Byłem wstrząśnięty ogromem rosyjskich zbrodni na okupowanych terenach. To nie było tylko złe zachowanie żołnierzy w sytuacjach bojowych lub po bitwie, lecz systematyczne znęcanie się nad ukraińskim narodem. Masowe gwałty i morderstwa, gwałty na dzieciach, umyślne niszczenie budynków cywilnych i infrastruktury. To nie były nadzwyczajne incydenty, lecz powszechne praktyki. Wszędzie tam, gdzie była rosyjska okupacja, zwłaszcza po inwazji w 2022 roku, ludzie byli maltretowani.
Rozmawiałem z ofiarami, na przykład ze starszą kobietą we wsi pod Buczą. Opowiadała, że Rosjanie na ślepo strzelali do ludzi na ulicach. Dlatego ona, jej mąż i sąsiedzi całe miesiące spędzili w piwnicy. Męża tej kobiety Rosjanie zastrzelili, kiedy niósł jedzenie starszej sąsiadce. Jego zwłoki ponad dwa tygodnie leżały na ulicy – dopiero potem udało jej się je zabrać. Kiedy okupanci w końcu zaczęli się wycofywać, podpalali budynki, w tym również jej dom.
Wydaje się, że Rosjanie traktują Ukraińców jak podludzi. To niewybaczalne. Dla mnie to była największa zmiana: uświadomienie sobie skali zbrodni Rosjan i wzmagające się poczucie nienawiści w stosunku do tego, co Rosjanie zrobili. Myślę, że istnieje zagrożenie, że w zachodnich mediach ten konflikt zamieni się w wojnę rakiet i bomb, stanie się czymś odległym. Przy tym brutalność wojsk rosyjskich wobec ludności cywilnej jest niedostatecznie nagłaśniana.
Wrażenia na temat Ukrainy
Byłem w Ukrainie w latach 2013-2014 na konferencji, więc już trochę zwiedziłem Kijów. Ale to była oczywiście zupełnie inna sytuacja niż teraz. Przed przyjazdem spodziewałem się, że zobaczę kraj całkowicie zrujnowany przez wojnę. Tak przedstawiają to media w Europie i USA: pola bitew, rakiety, cierpienia. Sądziłem, że nawet w Kijowie czy Charkowie zetknę się z takim obliczem wojny. Tak się jednak nie stało.

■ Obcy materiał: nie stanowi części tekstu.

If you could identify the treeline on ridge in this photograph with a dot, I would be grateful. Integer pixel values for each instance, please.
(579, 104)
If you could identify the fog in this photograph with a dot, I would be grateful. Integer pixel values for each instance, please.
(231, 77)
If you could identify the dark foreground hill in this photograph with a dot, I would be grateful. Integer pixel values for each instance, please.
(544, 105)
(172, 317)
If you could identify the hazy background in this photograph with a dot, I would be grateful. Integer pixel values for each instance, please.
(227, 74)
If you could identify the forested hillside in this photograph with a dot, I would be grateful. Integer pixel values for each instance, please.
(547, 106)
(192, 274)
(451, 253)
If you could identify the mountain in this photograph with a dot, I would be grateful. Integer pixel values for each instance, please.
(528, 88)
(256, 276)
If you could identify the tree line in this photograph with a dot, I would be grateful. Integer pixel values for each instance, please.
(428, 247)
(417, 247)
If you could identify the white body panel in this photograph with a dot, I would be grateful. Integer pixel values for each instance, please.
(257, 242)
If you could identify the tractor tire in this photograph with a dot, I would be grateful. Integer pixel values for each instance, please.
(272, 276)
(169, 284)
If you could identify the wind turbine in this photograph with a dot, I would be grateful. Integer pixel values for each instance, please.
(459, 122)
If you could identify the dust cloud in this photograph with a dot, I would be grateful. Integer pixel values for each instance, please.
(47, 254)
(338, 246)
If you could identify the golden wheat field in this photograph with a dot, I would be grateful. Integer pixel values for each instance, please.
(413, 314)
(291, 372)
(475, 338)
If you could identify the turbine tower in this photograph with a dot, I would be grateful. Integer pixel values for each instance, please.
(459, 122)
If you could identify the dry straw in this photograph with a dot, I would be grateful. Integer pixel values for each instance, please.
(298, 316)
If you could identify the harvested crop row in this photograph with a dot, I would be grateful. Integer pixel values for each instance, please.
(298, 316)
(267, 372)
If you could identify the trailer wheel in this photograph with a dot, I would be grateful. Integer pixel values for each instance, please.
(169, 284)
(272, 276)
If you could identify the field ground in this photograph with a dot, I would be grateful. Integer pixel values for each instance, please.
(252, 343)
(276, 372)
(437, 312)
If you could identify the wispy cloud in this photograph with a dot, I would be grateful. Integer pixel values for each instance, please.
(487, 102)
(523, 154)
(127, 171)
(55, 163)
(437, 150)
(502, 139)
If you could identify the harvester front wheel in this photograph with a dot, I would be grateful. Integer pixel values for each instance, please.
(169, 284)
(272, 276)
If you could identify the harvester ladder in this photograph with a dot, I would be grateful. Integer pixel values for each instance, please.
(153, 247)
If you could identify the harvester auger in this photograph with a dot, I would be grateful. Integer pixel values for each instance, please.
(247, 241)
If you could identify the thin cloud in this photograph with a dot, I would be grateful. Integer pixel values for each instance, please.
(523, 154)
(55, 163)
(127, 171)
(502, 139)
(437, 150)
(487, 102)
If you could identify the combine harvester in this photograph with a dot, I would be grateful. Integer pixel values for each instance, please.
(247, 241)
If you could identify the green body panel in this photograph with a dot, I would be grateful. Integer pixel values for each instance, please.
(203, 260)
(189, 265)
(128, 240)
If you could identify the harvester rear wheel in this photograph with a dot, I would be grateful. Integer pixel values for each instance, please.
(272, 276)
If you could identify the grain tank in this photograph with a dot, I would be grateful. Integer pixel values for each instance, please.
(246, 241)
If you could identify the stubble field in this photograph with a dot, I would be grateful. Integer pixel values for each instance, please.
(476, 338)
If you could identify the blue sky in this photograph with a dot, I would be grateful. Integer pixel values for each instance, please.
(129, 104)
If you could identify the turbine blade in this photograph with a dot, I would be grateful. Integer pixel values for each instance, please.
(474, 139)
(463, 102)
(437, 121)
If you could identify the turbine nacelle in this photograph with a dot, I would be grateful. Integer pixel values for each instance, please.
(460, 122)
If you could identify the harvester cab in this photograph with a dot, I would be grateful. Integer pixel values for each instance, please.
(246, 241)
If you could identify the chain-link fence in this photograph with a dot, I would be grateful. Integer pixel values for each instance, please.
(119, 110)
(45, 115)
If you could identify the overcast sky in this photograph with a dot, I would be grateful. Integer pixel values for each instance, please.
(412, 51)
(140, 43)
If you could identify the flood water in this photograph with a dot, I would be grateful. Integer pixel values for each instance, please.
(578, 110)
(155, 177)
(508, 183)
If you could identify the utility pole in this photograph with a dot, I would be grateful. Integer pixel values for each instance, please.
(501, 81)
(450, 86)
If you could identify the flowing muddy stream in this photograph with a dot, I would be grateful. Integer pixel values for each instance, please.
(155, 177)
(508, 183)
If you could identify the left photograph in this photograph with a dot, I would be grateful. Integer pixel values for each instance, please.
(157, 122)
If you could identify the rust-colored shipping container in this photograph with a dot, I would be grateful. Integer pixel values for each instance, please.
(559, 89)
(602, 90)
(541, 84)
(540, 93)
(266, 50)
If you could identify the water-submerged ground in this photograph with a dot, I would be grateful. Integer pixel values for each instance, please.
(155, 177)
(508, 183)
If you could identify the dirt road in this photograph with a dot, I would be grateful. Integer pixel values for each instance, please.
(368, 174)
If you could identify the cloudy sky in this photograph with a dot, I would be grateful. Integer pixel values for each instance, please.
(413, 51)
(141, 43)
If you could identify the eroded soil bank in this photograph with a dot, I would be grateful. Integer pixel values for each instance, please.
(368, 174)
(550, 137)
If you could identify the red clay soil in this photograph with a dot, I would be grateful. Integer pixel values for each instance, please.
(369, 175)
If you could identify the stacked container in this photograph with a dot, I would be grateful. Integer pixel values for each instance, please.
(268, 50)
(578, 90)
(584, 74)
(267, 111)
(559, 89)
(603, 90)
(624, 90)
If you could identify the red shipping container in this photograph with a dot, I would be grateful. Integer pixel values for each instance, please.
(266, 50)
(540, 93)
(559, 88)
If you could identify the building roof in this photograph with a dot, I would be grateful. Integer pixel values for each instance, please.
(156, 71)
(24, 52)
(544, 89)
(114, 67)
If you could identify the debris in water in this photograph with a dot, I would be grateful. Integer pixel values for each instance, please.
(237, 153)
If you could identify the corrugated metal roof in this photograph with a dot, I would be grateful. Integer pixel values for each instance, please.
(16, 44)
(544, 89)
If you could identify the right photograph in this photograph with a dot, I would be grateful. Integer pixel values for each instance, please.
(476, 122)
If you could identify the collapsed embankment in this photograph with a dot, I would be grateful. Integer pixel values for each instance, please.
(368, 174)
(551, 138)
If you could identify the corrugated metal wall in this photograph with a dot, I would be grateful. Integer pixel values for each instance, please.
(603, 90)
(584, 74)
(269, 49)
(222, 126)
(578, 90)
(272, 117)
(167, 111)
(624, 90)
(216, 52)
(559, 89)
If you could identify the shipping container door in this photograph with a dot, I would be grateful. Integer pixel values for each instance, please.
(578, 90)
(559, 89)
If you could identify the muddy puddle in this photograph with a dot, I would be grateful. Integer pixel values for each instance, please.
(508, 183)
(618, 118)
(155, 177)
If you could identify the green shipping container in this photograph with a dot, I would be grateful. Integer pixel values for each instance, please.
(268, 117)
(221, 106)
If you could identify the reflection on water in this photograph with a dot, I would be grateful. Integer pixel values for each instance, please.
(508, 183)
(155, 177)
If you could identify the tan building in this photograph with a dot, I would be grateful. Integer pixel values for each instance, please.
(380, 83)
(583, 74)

Wszystko było całkiem zwyczajne. Myślę, że właśnie to mną wstrząsnęło: normalność życia. Ludzie po prostu żyją swoim życiem. Chodzą do pracy, na zakupy, spotykają się z krewnymi. Zadziwiła mnie też siła Ukraińców. Może brzmi to nieco banalnie, ale w ciągu tych dwóch miesięcy ani raz nikt mi nie powiedział, że Ukraina może przegrać tę wojnę.
Ludzie są zdeterminowani. Są nastawieni na zwycięstwo, niepodległość i demokratyczną przyszłość. Nie spotkałem się z cynizmem. Nie mówili: „Och, coś jest nie tak”. Nie, widziałem pełną gotowość do walki z okupantami.
Wyjaśniono mi, że Ukraińcy rodzą się ze stalowym prętem w kręgosłupie. I myślę, że to prawda! Radzą sobie i wspólnie działają na rzecz zwycięstwa. To niesamowite.
Ukraińcy, choć ucierpieli z powodu brutalności Rosjan, nie są typowymi ofiarami. To silni ludzie, którzy w walce z okupantem bronią swojej niepodległości.